LSU reliever Nate Ackenhausen threw 3.2 shutout innings in the Tigers' 10-3 SEC second-round tournament win over South Carolina Wednesday in Hoover, Ala.
LSU reliever Nate Ackenhausen threw 3.2 shutout innings in the Tigers' 10-3 SEC second-round tournament win over South Carolina Wednesday in Hoover, Ala. (Courtesy of LSU Athletics)

Maybe wearing the hand-me-down glove of the SEC's Pitcher of the Year is providing LSU's Thatcher Hurd with a needed boost.

Hurd, again using one of the gloves worn by teammate Paul Skenes, started and blanked South Carolina in the first four innings Wednesday as the No. 5 LSU rolled to a 10-3 SEC tournament second-round victory over South Carolina in Hoover, Ala.

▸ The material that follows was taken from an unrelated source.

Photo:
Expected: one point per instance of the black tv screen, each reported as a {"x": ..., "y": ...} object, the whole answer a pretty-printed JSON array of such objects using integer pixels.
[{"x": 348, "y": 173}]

"My glove broke the other day (playing catch with Skenes)," Hurd said. "So I've been using Paul's hand-me-down. And it's got good mojo, so I'm going to keep rolling with it."

The win advanced LSU (43-13) into Thursday’s 4:30 p.m. second-round game against 4th ranked and SEC regular season co-champ Arkansas. The Razorbacks edged Texas A&M 6-5 in 11 innings Wednesday afternoon. South Carolina (39-18) plays the Aggies 9:30 a.m. Thursday.

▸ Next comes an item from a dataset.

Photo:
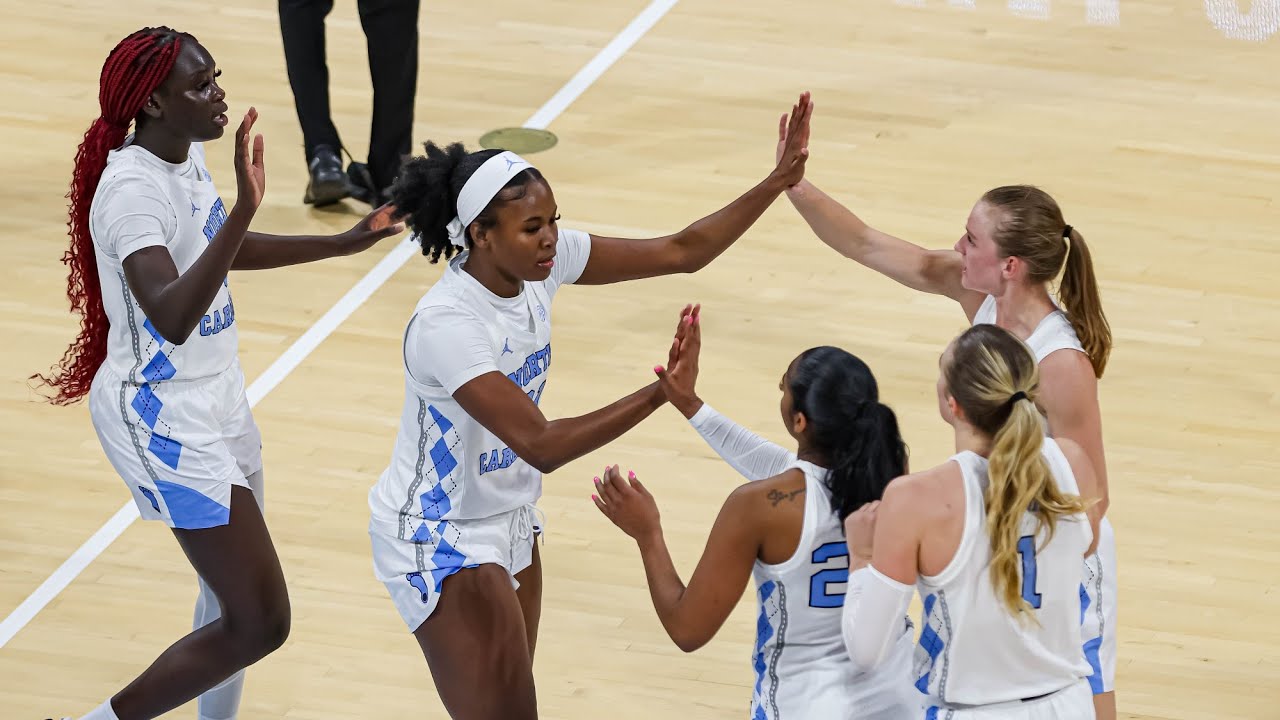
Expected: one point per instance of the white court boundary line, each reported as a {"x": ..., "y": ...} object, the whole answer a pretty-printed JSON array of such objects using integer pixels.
[{"x": 329, "y": 322}]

Hurd, who pitched well in relief in six of his last seven previous appearances, retired the first 12 South Carolina hitters through four innings before giving up a leadoff solo homer in the fifth. He finished allowing three runs on four hits in 5.1 innings.

"We've had a couple really tough games that really stand out in terms of struggles at the back end of the game or giving up leads and those types of things,," said LSU second-year head Jay Johnson said of Hurd's first season this year with the Tigers after transferring from UCLA. "If you look at the totality of it, today is not a surprise.

"He threw five shutout innings at Texas. He's had really good starts along the way. I don't remember who we were playing, it was like Samford or Butler. He looked like a major leaguer that night last Thursday against Georgia, executed at a really high level. I have a lot of confidence in him, and that's why we've continued to pitch him."

Hurd said his fastball command was a key for him against the Gamecocks in executing his plan.

"Just attack the zone with my stuff, everything with full conviction, get ahead.," Hurd said. "At times I could have done better at getting ahead and not being too fine. But you build off every outing, and so we'll continue to attack the strike zone and keep going."

LSU reliever Nate Ackenhausen was also brilliant. He threw 3.2 shutout innings, allowing one hit while walking three and striking out six.

Every LSU starter but one had at least one of LSU’s 12 hits – 11 singles and a two-run homer by left fielder Brayden Jobert – off five South Carolina pitchers. Four Tigers had two hits and two RBI each as Johnson earned his 400th career win.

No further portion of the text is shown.